2009: The International Year of the Shark
The Let Sharks Live Network
November 29th, 2008
2009: THE INTERNATIONAL YEAR OF THE SHARK
As the hands of the clock approach midnight for sharks, organizations working for their protection have joined forces in a global communication network named Let Sharks Live, and declared 2009 The International Year of the Shark. The motion aims to raise global awareness of their imminent extinction and the oceanic crisis at hand.
Recent findings of the Global Shark Assessment indicate that at current rates of decline, extinction of the most threatened species of shark is forecast in 10 to 15 years. In large regions, species that were once numerous have fallen to 1% of their original numbers, in a massacre comparable to that of the buffalo on the North American plains 200 years ago, but on a much larger scale. For example, in the Mediterranean Sea there is a 97 to 99.5% decline in shark numbers. Studies of oceanic sharks estimate 80 to 90% of heavily fished species are gone. Yet these intelligent animals, also called the “Wolves of the Sea” are still fished intensively, and finned, usually while still alive, for shark fin soup.
“The oceans have evolved over hundreds of millions of years with sharks as apex predators, so their loss will destroy oceanic health.” Ila France Porcher, founder of the think tank network, explains.
Some of the issues to be addressed include:
● Convincing the consumers of shark fin soup that shark finning is unsustainable and that the dish must be made using a substitute for the shark fins. Shark fin soup is a tasteless delicacy whose main use in the Far
East is to display high social status. If there is no market, the slaughter will cease.
● Educating the public regarding the true nature of sharks and their threatened status, to counter the effects of shark attack hysteria, as spread by the mass media, and which for years has posed a serious barrier to their protection.
● Obtaining protection for threatened species
● Solving the problem of the slaughter resulting from the use of shark nets and drum lines, used to protect beaches in some areas
● Reducing bycatch losses, and the Total Allowable Catch (TAC) limits defined in fisheries law
● Promoting marine protected areas, and enforcing protection of sharks within existing ones.
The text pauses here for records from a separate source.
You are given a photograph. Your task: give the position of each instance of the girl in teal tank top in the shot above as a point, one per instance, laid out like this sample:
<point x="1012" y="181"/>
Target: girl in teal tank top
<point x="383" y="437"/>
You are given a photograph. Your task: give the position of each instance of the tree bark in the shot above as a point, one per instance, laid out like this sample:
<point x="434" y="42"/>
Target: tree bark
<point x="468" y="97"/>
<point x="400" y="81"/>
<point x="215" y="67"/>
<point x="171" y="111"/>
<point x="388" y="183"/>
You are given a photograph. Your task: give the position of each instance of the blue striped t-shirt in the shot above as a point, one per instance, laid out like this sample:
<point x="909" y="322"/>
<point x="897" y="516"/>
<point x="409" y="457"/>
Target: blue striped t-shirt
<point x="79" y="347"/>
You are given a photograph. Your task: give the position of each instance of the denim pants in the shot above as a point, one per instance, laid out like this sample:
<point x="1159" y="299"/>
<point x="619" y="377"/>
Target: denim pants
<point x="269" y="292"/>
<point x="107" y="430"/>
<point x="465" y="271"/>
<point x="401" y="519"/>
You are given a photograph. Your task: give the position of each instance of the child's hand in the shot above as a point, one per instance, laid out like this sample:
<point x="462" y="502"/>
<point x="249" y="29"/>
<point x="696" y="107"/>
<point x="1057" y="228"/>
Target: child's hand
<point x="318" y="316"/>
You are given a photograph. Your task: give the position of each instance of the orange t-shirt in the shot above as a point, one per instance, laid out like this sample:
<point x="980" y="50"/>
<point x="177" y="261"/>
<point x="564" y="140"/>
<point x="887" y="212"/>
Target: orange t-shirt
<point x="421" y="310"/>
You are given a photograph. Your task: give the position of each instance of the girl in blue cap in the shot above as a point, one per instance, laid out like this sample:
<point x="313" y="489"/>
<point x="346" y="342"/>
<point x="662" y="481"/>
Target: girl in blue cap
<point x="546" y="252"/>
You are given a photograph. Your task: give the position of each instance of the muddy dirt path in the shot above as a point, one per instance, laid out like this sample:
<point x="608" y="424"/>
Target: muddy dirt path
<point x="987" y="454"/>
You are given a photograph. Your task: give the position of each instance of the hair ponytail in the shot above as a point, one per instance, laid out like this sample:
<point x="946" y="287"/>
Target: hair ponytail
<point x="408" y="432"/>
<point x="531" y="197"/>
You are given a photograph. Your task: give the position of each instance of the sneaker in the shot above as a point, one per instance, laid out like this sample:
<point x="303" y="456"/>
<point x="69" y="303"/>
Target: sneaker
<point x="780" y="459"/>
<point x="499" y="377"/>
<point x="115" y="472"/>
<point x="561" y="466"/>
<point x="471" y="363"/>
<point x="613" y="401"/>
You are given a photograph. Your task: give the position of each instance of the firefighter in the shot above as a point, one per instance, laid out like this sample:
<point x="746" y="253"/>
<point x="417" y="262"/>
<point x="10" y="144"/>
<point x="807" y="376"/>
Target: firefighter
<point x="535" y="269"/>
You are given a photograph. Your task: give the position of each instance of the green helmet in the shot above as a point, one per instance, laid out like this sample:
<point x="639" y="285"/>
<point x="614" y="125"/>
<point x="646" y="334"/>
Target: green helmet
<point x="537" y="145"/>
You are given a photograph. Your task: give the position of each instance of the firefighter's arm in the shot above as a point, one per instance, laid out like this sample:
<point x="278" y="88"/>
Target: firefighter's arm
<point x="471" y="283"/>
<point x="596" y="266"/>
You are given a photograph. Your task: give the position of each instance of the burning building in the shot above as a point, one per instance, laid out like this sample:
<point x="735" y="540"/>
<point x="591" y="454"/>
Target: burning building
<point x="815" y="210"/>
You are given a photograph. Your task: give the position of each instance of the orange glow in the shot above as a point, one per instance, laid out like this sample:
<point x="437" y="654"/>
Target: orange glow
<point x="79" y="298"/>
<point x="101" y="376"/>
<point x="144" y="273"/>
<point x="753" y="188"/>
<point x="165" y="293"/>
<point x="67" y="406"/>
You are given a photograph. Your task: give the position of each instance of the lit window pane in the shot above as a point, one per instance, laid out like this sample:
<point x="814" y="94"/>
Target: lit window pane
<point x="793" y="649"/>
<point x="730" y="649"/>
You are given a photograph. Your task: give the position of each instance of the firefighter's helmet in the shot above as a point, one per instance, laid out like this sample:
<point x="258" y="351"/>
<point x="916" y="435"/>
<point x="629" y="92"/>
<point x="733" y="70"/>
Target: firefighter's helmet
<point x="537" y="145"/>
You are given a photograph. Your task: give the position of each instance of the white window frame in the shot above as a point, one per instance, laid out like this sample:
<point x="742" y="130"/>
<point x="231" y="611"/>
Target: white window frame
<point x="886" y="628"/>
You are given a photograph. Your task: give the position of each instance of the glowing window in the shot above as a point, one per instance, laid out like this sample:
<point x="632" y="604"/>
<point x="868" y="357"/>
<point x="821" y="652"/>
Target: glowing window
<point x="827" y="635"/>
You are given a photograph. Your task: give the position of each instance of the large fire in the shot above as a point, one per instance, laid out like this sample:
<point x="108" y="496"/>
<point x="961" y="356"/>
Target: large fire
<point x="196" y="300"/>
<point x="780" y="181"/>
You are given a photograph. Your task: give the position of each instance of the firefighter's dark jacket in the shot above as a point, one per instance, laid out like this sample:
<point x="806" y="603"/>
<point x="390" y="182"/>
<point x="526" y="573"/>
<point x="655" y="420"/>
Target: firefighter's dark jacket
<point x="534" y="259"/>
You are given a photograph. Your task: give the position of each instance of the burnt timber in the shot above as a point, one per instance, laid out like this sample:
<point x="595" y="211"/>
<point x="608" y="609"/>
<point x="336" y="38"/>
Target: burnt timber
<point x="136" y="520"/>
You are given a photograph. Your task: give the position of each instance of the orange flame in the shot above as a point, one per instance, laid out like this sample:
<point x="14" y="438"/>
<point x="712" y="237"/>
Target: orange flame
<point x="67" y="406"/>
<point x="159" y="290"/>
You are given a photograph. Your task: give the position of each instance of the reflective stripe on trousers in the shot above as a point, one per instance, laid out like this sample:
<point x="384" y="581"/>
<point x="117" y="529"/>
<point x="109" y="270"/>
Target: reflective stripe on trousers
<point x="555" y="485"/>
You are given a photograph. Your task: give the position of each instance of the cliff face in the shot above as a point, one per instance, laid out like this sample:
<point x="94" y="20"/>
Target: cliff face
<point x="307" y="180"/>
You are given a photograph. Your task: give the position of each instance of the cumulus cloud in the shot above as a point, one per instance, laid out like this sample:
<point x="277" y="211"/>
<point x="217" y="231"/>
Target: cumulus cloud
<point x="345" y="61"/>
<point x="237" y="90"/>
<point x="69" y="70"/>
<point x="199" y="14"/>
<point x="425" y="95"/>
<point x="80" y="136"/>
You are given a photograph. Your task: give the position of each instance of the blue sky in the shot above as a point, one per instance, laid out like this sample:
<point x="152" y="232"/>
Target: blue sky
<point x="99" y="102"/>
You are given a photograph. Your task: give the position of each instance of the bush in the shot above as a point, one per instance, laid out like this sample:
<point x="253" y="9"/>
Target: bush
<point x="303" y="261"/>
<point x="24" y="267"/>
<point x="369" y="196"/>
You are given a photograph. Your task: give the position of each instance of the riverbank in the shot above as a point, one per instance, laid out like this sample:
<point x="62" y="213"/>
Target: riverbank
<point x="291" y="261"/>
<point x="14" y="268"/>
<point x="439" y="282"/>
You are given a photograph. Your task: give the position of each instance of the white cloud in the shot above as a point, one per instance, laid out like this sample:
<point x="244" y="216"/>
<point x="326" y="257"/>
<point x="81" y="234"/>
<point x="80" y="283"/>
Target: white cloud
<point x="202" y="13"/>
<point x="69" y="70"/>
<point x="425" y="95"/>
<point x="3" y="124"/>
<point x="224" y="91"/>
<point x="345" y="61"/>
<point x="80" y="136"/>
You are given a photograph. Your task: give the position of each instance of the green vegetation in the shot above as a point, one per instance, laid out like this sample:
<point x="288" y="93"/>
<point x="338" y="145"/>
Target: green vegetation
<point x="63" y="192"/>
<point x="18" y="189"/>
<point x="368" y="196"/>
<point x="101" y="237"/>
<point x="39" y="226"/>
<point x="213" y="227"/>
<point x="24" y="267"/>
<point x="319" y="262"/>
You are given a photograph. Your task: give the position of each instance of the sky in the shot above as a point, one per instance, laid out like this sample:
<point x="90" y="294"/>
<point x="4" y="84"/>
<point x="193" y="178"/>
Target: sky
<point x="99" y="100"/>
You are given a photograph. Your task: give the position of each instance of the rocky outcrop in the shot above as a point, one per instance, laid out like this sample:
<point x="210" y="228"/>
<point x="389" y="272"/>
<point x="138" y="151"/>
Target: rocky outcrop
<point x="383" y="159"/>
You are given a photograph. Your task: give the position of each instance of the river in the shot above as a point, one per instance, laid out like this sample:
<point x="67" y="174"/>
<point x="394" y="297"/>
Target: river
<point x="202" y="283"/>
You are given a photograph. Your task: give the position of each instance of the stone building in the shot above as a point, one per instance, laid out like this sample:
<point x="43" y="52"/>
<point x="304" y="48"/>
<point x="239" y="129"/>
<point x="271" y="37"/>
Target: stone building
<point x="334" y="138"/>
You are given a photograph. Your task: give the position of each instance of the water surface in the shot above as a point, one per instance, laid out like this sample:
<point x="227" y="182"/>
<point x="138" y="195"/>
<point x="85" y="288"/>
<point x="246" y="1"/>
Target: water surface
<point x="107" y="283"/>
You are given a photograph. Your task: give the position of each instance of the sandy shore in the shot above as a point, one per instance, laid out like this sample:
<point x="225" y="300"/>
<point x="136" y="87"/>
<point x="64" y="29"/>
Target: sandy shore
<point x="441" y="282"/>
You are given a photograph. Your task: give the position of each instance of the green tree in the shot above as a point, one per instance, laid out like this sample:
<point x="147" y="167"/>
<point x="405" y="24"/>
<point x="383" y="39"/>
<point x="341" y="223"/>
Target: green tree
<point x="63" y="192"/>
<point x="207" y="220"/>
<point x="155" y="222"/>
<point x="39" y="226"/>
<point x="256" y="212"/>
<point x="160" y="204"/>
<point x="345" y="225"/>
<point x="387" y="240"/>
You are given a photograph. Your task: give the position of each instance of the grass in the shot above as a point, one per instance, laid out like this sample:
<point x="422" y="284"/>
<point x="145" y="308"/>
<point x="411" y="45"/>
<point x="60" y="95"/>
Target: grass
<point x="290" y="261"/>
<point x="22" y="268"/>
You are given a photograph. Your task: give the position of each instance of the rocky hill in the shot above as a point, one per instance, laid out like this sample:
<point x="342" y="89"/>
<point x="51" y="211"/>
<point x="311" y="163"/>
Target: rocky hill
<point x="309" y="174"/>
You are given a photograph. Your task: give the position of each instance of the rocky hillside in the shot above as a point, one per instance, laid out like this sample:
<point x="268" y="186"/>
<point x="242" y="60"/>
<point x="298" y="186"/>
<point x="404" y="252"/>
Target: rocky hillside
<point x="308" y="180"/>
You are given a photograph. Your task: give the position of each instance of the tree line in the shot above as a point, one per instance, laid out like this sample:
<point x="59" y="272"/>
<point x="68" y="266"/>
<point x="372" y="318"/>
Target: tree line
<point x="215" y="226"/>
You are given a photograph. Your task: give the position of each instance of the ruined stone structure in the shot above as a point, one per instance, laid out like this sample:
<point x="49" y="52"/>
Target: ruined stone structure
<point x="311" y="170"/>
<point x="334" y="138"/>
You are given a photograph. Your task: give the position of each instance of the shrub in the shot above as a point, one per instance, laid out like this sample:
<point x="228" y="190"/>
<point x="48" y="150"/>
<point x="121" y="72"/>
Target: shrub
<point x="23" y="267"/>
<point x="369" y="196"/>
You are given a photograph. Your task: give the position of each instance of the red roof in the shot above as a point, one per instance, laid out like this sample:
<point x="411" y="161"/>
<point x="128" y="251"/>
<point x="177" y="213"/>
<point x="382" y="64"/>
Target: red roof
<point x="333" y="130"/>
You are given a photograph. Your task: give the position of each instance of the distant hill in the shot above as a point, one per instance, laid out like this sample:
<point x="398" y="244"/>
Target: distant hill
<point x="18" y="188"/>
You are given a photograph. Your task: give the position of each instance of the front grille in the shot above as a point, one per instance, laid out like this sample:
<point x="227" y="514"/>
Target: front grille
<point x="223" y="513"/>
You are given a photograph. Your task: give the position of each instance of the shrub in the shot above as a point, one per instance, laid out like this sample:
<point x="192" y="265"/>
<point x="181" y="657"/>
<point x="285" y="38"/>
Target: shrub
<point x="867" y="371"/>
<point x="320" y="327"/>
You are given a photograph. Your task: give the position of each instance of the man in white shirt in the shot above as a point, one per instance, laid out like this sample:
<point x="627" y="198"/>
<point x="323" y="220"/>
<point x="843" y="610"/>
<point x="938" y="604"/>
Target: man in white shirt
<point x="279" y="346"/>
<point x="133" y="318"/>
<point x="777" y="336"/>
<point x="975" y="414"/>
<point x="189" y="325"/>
● Persuading shark fishermen to practise tag and release only, rather than killing the sharks they fish.
The threats sharks face in this modern world of human domination are daunting. The enormous scale of commercial longline fishing and bycatch,
the methodical massacre for shark fin soup, habitat loss and destruction, particularly of nursery areas, pollution, and a variety of smaller operations that have great impact taken together, are the main threats to the future of sharks.
"Our goal is to see the retreat of these magnificent animals from extinction's horizon."